Ok, I don't like the name "t", but "type" is worse as it collides with the rulename. Damn! Got to be in the same space if you ask me. You don't like "t" particularly because it's not unique. Perhaps you use the rulename where the output template is defined as a scope override like decl.t:=ID? That would work except I'd need to track the name of the scope in Scope.java and then walk looking for it as it would not always be unique for nested structures. you'd have to find the most recent decl scope.

Further, don't forget that you may need syntax that access attributes with actions for set/write.

You may also need notation to access decl[0], the outermost decl scope or decl[-1], the previous decl scope. If decl[-1] is null, you know you are the outermost scope. INteresting, but must be done within an action I'd say. perhaps we will need syntax to set attributes like $foo:= and $foo. Ick; don't like translating antlr actions though.

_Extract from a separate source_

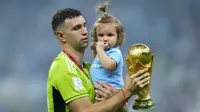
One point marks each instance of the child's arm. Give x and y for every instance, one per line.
x=107, y=62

Also, i don't like having to repeat the assignment here:

type : t:="int" | t:=ID ;

but, I don't want to create a template just to get a return template like this:

type : ("int" | ID) => "<LA(1)>" ;  // not it but you get the idea

Perhaps the answer is to support the notion that given no other translation info, each rule has access to the text or token stream matched for it. You could then do this:

decl : t:=type dtor => "<t.text><array> <varid>" ;

where t get the value(s) of type and then you can access the text or token stream or what about the tree? Well, a label might be better. We have $t and #t at the moment...perhaps we need another to access more info about the rule. Lots of people ask for the text matched in a rule etc... How does this fit with the idea that you can generate an output template (return value?) for a rule?